Me retiré con tanta dignidad como me fue posible asumir. Cumplidos mis encargos, volví al hotel. De cuanto había ocurrido, comprendía poco más que nada. Los acontecimientos de aquella noche parecían fantásticos e imposibles. Nadie contestaba mis preguntas. Nadie parecía oírlas. Irritado, me eché en la cama y dormí el sueño de las personas aturdidas y completamente agotadas.
Al despertarme vi que entraba el sol por las ventanas abiertas y que Poirot, limpio y sonriente, se había sentado al lado del lecho.
—¡Por fin se despierta usted! ¡Es usted un grandísimo dormilón, Hastings! ¿Sabe que son cerca de las once? Gimiendo, me llevé una mano a la cabeza.
—Debo de haber estado soñando —dije—. ¿Sabe usted que he soñado que habíamos encontrado el cadáver de Marta Daubreuil en la habitación de madame Renauld, y que usted declaraba que había asesinado a monsieur Renauld?
—No ha soñado usted. Todo esto es verdad.
—Pero ¿no fue Bella Duveen quien mató a Renauld?
—¡Oh, no, Hastings, no fue ella! Verdad que dijo que le había matado...; pero esto fue para salvar de la guillotina al hombre a quien amaba.
—¡Cómo!
—Recuerde lo que contó Jack. Los dos llegaron al lugar del crimen en el mismo instante, y cada uno dio por cierto que el otro lo había cometido. Ella le mira a él con horror, lanza un grito y echa a correr. Pero cuando sabe que está acusado como autor del crimen, no puede soportarlo y se presenta y se acusa a sí misma para salvarle de una muerte cierta.
Poirot se recostó en su silla y juntó las puntas de los dedos en un estilo familiar.

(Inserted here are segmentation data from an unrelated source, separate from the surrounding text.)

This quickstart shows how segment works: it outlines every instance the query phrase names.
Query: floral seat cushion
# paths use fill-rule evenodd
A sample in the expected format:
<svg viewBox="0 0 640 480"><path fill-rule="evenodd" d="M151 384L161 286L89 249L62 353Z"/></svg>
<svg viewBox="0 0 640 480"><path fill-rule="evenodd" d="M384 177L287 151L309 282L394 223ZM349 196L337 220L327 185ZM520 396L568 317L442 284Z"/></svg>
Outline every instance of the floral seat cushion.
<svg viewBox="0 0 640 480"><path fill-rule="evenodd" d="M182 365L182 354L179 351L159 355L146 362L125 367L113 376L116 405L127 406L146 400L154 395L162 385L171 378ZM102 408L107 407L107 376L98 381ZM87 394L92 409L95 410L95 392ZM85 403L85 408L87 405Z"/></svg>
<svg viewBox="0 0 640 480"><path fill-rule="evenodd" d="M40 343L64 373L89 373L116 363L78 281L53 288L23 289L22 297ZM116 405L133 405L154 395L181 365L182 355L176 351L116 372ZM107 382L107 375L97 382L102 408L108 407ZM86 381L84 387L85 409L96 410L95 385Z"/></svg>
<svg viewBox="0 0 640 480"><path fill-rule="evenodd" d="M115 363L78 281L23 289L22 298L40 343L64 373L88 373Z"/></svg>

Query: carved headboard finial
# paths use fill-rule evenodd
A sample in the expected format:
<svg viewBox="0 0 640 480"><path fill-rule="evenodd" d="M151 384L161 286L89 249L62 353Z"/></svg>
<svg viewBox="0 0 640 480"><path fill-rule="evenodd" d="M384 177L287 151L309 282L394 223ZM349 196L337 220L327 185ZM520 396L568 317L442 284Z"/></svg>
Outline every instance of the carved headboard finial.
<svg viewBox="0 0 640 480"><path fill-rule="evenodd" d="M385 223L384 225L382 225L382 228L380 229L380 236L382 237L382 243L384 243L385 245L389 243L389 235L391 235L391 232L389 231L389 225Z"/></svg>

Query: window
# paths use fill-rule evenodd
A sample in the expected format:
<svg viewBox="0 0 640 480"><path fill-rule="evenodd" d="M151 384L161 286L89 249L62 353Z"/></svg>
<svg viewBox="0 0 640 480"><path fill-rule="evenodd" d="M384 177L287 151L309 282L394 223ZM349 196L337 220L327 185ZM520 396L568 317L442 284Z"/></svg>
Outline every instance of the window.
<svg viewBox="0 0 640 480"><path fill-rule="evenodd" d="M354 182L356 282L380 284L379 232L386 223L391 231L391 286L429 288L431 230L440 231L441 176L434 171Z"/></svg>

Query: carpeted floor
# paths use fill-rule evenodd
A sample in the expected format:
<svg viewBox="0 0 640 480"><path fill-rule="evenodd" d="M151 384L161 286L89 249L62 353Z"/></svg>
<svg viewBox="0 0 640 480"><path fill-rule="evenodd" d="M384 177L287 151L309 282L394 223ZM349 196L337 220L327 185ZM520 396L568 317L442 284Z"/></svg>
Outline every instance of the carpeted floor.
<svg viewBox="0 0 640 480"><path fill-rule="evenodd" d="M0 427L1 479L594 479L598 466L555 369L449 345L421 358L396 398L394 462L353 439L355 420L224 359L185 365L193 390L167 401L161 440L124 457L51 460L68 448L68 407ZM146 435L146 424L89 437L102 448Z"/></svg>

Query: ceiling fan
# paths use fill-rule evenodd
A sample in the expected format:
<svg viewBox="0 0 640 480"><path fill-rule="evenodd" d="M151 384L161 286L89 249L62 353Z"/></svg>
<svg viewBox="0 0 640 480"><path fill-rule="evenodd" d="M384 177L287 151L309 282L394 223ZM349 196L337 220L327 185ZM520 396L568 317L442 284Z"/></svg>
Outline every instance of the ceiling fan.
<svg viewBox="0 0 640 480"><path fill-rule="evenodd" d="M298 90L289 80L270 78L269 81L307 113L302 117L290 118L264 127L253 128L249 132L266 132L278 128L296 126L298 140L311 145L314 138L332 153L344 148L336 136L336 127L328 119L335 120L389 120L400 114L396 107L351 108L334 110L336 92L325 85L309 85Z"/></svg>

—El caso no me pareció enteramente satisfactorio —observó juiciosamente—. Estuve siempre bajo una fuerte impresión de que nos hallábamos ante un crimen premeditado y cometido a sangre fría por alguien que (con mucha habilidad) se había contentado con utilizar los propios planes de Renauld para despistar a la Policía. El gran criminal (como, quizá, recuerde que lo observé una vez) es siempre supremamente ingenuo.
Hice una seña afirmativa.
—Ahora bien: para sostener esta hipótesis, el criminal debía tener un conocimiento completo de los planes de Renauld. Esto nos lleva a madame Renauld. Pero los hechos desmienten la suposición de su culpabilidad. ¿Hay alguien más que pudiera conocerlos? Sí. Con sus propios labios admitió Marta que había oído la disputa de Renauld con el vagabundo. Si podía oír esto, no hay razón para que no hubiese oído otra cosa cualquiera, especialmente si Renauld y su mujer cometieron la imprudencia de ir a sentarse en aquel banco para discutir sus planes. Recuerde con qué facilidad oyó usted desde aquel lugar una conversación entre Marta y Jack Renauld.